Same goes for architectural changes, but I may concede to well reasoned arguments.

In short, communication is generally good.

We could define an API for that which the game version would promise to remain backwards compatible

That's actually what I'm more nervous about, since this will also probably bind myself to the API. We'll probably have to define an API anyways when we're breaking up engine/uiux, but I don't want to commit myself to an API unless necessary.

Then when we're finished with any major upheavals, you could make a decision as to whether to switch your simulation over to our fork - or to simply divorce yourself from it.

Eh, let's try not to make monolithic pull requests.

But the delicate decisions about how to dissect out the engine part from the UI part really needs to be something that both projects discuss carefully because it's a critical decision for the future that would be hard to undo.

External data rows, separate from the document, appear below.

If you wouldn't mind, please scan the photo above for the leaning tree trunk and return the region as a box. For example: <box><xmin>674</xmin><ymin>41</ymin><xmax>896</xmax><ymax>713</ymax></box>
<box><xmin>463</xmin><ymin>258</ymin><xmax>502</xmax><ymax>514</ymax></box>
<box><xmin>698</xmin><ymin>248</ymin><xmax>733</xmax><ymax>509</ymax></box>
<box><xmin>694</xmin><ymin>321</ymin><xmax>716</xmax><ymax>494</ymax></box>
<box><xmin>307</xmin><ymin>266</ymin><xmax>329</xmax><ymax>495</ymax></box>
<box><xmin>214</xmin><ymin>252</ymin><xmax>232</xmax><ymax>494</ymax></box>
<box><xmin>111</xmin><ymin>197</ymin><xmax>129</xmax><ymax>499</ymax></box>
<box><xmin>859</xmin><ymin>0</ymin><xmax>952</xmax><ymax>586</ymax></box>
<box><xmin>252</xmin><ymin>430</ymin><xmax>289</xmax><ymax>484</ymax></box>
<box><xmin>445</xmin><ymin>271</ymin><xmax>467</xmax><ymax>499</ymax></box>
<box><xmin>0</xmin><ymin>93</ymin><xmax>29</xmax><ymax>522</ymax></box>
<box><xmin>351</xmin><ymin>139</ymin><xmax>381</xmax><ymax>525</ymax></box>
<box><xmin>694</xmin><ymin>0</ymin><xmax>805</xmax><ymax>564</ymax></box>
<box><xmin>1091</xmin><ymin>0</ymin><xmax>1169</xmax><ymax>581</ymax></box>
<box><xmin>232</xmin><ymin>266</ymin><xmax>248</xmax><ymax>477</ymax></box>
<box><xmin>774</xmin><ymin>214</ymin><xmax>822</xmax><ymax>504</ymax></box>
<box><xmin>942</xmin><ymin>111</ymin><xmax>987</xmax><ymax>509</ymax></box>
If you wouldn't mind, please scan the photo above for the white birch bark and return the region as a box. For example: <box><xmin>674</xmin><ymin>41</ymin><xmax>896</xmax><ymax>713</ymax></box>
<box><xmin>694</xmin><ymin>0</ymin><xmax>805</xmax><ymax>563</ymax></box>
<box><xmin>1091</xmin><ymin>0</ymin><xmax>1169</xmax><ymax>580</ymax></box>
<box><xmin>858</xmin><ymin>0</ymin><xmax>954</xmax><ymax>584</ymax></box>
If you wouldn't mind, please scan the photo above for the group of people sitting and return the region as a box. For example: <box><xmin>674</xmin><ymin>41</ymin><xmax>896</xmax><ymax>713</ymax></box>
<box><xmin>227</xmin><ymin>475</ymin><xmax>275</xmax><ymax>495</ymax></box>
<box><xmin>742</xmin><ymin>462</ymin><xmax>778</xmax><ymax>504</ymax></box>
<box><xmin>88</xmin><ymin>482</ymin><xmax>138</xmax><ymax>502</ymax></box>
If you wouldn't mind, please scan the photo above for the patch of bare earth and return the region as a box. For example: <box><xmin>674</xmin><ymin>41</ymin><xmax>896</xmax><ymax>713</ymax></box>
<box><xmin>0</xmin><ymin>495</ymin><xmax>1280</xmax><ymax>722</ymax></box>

Agreed. I actually don't think the dissection is going to be hard, though. We already have a well defined model (noncompiled/academics and noncompiled/model) and view (noncompiled/view and precompiled/view), which correspond well to your idea of Engine and UI/UX. There is some discussion to be had for parts that could arguably belong to both (mostly stuff under noncompiled/model/Simulation.js). We could also discuss what the API for the engine might look like: the stuff that we need to promise not to change.

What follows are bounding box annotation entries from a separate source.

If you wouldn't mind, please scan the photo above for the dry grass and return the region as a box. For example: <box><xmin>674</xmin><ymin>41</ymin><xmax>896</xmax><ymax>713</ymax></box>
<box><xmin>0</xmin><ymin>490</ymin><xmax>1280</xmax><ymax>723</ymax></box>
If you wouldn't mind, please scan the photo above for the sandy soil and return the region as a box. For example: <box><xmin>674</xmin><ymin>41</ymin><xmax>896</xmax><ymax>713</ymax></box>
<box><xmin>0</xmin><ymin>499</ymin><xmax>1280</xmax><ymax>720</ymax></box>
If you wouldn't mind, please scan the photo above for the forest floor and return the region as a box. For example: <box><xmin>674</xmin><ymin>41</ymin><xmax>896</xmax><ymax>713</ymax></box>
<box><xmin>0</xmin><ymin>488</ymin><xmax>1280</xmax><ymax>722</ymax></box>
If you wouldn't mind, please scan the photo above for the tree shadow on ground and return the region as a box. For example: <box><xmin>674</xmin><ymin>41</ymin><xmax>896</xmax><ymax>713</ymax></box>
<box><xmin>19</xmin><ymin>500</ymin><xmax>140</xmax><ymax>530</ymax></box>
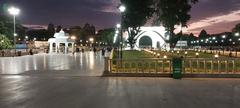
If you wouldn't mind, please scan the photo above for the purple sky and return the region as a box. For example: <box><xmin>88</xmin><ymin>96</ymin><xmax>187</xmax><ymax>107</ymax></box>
<box><xmin>0</xmin><ymin>0</ymin><xmax>240</xmax><ymax>34</ymax></box>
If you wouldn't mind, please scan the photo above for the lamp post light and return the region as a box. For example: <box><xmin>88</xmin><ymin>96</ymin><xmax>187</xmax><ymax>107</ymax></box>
<box><xmin>234</xmin><ymin>32</ymin><xmax>240</xmax><ymax>37</ymax></box>
<box><xmin>184</xmin><ymin>51</ymin><xmax>188</xmax><ymax>57</ymax></box>
<box><xmin>195</xmin><ymin>53</ymin><xmax>199</xmax><ymax>58</ymax></box>
<box><xmin>89</xmin><ymin>38</ymin><xmax>94</xmax><ymax>46</ymax></box>
<box><xmin>8</xmin><ymin>7</ymin><xmax>20</xmax><ymax>54</ymax></box>
<box><xmin>118</xmin><ymin>5</ymin><xmax>126</xmax><ymax>59</ymax></box>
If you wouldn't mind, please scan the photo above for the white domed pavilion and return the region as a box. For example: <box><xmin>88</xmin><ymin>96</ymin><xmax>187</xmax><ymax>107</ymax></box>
<box><xmin>48</xmin><ymin>30</ymin><xmax>75</xmax><ymax>54</ymax></box>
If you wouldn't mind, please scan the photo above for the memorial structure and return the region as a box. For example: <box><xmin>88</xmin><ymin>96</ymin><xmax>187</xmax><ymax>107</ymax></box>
<box><xmin>48</xmin><ymin>30</ymin><xmax>75</xmax><ymax>54</ymax></box>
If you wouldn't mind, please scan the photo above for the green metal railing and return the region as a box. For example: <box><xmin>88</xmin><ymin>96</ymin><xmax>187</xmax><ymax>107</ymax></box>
<box><xmin>105</xmin><ymin>57</ymin><xmax>240</xmax><ymax>74</ymax></box>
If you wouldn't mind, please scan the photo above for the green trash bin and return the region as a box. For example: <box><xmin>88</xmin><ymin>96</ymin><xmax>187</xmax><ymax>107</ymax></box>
<box><xmin>172</xmin><ymin>58</ymin><xmax>183</xmax><ymax>79</ymax></box>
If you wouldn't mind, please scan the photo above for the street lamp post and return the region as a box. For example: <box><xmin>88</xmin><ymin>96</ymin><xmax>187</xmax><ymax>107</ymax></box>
<box><xmin>8</xmin><ymin>7</ymin><xmax>20</xmax><ymax>54</ymax></box>
<box><xmin>119</xmin><ymin>5</ymin><xmax>126</xmax><ymax>59</ymax></box>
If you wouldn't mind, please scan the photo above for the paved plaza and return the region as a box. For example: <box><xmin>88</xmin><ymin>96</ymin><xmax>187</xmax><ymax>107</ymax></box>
<box><xmin>0</xmin><ymin>52</ymin><xmax>240</xmax><ymax>108</ymax></box>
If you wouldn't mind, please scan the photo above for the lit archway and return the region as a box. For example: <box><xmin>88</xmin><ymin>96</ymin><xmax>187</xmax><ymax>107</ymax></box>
<box><xmin>139</xmin><ymin>36</ymin><xmax>152</xmax><ymax>48</ymax></box>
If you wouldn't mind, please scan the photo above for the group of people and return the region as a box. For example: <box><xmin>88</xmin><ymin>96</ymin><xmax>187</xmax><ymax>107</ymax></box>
<box><xmin>93</xmin><ymin>47</ymin><xmax>111</xmax><ymax>56</ymax></box>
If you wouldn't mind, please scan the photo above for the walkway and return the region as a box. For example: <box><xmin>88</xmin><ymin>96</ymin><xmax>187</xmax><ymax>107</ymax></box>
<box><xmin>0</xmin><ymin>52</ymin><xmax>107</xmax><ymax>76</ymax></box>
<box><xmin>0</xmin><ymin>52</ymin><xmax>240</xmax><ymax>108</ymax></box>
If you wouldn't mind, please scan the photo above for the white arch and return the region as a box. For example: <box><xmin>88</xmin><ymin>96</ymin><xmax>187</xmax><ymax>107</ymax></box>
<box><xmin>134</xmin><ymin>27</ymin><xmax>168</xmax><ymax>49</ymax></box>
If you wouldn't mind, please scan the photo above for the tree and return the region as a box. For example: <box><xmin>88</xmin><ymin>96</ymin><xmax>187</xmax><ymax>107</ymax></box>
<box><xmin>198</xmin><ymin>30</ymin><xmax>209</xmax><ymax>39</ymax></box>
<box><xmin>47</xmin><ymin>23</ymin><xmax>55</xmax><ymax>39</ymax></box>
<box><xmin>69</xmin><ymin>26</ymin><xmax>85</xmax><ymax>43</ymax></box>
<box><xmin>156</xmin><ymin>0</ymin><xmax>198</xmax><ymax>48</ymax></box>
<box><xmin>56</xmin><ymin>25</ymin><xmax>62</xmax><ymax>32</ymax></box>
<box><xmin>98</xmin><ymin>28</ymin><xmax>115</xmax><ymax>44</ymax></box>
<box><xmin>0</xmin><ymin>34</ymin><xmax>12</xmax><ymax>50</ymax></box>
<box><xmin>0</xmin><ymin>15</ymin><xmax>26</xmax><ymax>40</ymax></box>
<box><xmin>121</xmin><ymin>0</ymin><xmax>154</xmax><ymax>49</ymax></box>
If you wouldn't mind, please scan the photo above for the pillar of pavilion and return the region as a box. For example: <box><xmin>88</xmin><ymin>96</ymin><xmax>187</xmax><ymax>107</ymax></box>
<box><xmin>48</xmin><ymin>30</ymin><xmax>75</xmax><ymax>54</ymax></box>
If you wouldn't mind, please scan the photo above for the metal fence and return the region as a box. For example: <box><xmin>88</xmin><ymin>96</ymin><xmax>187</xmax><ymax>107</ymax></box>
<box><xmin>105</xmin><ymin>57</ymin><xmax>240</xmax><ymax>75</ymax></box>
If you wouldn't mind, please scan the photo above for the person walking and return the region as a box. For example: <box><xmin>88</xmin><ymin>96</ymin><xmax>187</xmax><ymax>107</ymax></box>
<box><xmin>102</xmin><ymin>48</ymin><xmax>105</xmax><ymax>56</ymax></box>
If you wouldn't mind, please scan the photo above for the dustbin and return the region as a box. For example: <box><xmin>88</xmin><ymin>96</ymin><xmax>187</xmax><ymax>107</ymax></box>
<box><xmin>18</xmin><ymin>51</ymin><xmax>22</xmax><ymax>56</ymax></box>
<box><xmin>172</xmin><ymin>58</ymin><xmax>183</xmax><ymax>79</ymax></box>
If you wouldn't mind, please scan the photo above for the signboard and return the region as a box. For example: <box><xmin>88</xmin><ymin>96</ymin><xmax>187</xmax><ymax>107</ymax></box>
<box><xmin>176</xmin><ymin>41</ymin><xmax>188</xmax><ymax>47</ymax></box>
<box><xmin>172</xmin><ymin>58</ymin><xmax>182</xmax><ymax>79</ymax></box>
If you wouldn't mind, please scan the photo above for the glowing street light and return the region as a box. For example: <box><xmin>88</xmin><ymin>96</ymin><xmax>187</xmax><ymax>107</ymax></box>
<box><xmin>118</xmin><ymin>5</ymin><xmax>126</xmax><ymax>59</ymax></box>
<box><xmin>71</xmin><ymin>36</ymin><xmax>76</xmax><ymax>40</ymax></box>
<box><xmin>119</xmin><ymin>5</ymin><xmax>126</xmax><ymax>12</ymax></box>
<box><xmin>163</xmin><ymin>55</ymin><xmax>167</xmax><ymax>59</ymax></box>
<box><xmin>89</xmin><ymin>38</ymin><xmax>94</xmax><ymax>43</ymax></box>
<box><xmin>195</xmin><ymin>53</ymin><xmax>199</xmax><ymax>58</ymax></box>
<box><xmin>8</xmin><ymin>7</ymin><xmax>20</xmax><ymax>54</ymax></box>
<box><xmin>212</xmin><ymin>37</ymin><xmax>216</xmax><ymax>40</ymax></box>
<box><xmin>234</xmin><ymin>32</ymin><xmax>240</xmax><ymax>37</ymax></box>
<box><xmin>222</xmin><ymin>35</ymin><xmax>226</xmax><ymax>39</ymax></box>
<box><xmin>116</xmin><ymin>24</ymin><xmax>121</xmax><ymax>29</ymax></box>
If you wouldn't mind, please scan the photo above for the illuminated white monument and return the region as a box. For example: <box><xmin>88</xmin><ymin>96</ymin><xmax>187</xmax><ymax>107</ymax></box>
<box><xmin>125</xmin><ymin>26</ymin><xmax>170</xmax><ymax>50</ymax></box>
<box><xmin>48</xmin><ymin>30</ymin><xmax>75</xmax><ymax>53</ymax></box>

davidson16807 commented 5 years ago

Hey, sorry if that was a lot to digest. The gist is you have my full support for this endeavor. We should have a discussion for how to split off the engine code and go from there.

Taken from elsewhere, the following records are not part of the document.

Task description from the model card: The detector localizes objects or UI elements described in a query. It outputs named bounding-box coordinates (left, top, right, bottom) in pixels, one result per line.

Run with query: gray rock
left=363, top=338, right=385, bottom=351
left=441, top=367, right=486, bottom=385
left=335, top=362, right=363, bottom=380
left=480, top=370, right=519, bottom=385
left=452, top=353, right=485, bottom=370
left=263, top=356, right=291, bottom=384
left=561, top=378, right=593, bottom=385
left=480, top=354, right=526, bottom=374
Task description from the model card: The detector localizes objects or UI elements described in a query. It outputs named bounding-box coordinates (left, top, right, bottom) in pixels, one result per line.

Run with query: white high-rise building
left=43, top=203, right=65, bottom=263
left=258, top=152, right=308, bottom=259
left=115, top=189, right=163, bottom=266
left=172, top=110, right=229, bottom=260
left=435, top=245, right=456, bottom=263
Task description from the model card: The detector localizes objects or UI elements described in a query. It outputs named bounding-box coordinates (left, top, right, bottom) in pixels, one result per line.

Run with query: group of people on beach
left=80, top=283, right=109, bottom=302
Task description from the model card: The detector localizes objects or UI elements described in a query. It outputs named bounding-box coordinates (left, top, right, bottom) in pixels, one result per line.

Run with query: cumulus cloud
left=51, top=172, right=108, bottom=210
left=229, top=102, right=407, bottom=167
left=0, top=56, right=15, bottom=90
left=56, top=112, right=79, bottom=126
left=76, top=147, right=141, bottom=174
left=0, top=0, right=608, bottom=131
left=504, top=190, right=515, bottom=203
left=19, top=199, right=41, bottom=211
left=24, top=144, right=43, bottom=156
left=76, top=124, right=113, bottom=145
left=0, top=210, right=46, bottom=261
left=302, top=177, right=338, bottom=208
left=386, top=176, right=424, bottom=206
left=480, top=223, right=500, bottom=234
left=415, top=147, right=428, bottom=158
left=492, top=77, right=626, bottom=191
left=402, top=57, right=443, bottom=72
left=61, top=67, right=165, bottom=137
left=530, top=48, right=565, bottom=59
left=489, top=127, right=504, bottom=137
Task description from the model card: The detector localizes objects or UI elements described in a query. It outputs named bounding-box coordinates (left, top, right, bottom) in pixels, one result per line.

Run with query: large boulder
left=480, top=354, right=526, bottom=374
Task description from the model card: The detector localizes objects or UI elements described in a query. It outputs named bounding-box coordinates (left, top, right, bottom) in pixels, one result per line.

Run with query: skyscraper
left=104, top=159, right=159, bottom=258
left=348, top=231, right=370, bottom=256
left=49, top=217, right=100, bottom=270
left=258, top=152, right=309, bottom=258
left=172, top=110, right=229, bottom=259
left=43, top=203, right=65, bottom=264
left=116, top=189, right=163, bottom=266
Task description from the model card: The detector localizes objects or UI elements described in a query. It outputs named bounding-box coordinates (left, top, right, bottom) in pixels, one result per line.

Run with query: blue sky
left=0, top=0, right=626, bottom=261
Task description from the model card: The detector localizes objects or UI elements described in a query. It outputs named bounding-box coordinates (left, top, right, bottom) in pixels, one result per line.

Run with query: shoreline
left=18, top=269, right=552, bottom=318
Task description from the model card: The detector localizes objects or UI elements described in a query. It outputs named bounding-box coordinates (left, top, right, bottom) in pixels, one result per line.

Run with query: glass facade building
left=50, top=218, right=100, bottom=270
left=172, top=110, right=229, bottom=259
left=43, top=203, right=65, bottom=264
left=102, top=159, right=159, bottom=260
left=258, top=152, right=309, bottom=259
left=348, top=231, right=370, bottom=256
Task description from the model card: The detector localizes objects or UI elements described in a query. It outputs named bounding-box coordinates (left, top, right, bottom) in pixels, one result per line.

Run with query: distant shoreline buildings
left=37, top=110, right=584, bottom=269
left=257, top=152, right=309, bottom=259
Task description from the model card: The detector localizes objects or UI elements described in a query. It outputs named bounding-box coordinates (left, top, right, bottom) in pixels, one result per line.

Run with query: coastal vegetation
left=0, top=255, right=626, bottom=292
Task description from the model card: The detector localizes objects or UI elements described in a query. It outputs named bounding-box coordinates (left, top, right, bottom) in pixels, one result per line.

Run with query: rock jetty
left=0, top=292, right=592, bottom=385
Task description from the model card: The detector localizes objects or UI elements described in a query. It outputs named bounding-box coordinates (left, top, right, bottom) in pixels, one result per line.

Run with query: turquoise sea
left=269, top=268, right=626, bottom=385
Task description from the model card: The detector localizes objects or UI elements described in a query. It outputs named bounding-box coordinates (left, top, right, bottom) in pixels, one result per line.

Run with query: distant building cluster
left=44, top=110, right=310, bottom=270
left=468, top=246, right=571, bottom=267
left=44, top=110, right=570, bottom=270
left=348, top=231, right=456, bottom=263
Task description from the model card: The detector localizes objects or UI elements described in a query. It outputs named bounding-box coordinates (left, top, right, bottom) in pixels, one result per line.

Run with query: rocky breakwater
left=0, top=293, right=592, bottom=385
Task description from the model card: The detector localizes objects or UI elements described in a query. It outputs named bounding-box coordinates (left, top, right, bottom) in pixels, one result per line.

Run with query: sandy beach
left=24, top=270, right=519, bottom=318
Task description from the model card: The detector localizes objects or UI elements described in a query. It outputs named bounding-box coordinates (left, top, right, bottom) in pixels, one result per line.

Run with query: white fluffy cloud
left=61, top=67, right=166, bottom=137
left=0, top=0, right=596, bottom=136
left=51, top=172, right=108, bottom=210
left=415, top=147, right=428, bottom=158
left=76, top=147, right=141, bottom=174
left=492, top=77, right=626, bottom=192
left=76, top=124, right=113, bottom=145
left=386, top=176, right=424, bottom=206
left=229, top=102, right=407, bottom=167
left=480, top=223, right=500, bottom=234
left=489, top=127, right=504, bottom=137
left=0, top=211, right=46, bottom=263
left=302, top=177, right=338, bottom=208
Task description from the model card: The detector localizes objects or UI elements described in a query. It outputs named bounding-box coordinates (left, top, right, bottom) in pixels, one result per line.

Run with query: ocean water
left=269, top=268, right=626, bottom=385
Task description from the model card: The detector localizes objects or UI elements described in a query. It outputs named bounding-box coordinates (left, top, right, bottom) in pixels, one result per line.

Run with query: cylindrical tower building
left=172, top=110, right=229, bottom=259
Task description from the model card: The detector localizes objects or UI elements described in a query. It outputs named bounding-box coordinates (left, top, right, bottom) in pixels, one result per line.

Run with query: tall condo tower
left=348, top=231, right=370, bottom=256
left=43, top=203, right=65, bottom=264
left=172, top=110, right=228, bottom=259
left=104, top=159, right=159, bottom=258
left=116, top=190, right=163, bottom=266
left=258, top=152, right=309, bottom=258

berg44 commented 5 years ago

No that sounds great! I'll probably let you guys figure out the C++ and engine thing for a while. I think I want to start on the carbon cycle next.

berg44 commented 5 years ago

Hey just a quick question on plates - it looks like the plates can co-inhabit the same position and continue on their merry way ... is that intentional? Is that a behavior seen in reality?

It seems to be exaggerated at elevated speeds -- at 10My/s things seem to work pretty well, but the plates seem to turn into strips along north south boundaries

berg44 commented 5 years ago

I am also curious about the land masses in the middle of plates - I was expecting most of the land mass to be along the edges of plates, but it seems like that doesn't hold true for the plate behavior in the simulation.

davidson16807 commented 5 years ago

Hey just a quick question on plates - it looks like the plates can co-inhabit the same position and continue on their merry way ... is that intentional? Is that a behavior seen in reality?

Could you clarify? Is there a particular seed that replicates this behavior, or would you be able to capture it on video?

There was a time when plate velocity were assigned only at the start of a new super continent cycle and wouldn't change based on the configuration of crust. This meant that plates sometimes did some really wierd things, but this has since been addressed. The model now calculates plate velocity at every timestep as the average terminal velocity of subducting ocean crust. If two continents collide, then any ocean crust that's pulling them together will likely be destroyed soon, after which there's no force to pull them together anymore and the continents will slow down.

However there is no "frictional" force in the model that slows the crust down when overlaps occur, so it's possible for there to be some remaining issues. There probably does exist an analogous force IRL, and I think the modeling framework is designed well enough that it could be straight forward to implement, but I'm not sure how to quantify it, and thus far I haven't seen a reason to investigate it.

As for land masses in the middle of the plates: I have no direct control over that. The model draws boundaries based on a velocity field, which itself is derived from crust buoyancy. Old ocean crust is the only thing that generates negative buoyancy, so plates will generally split landmasses if appropriate, however it's not a hard and fast rule. If a landmass is only surrounded by new oceanic crust, it will not split - simple as that.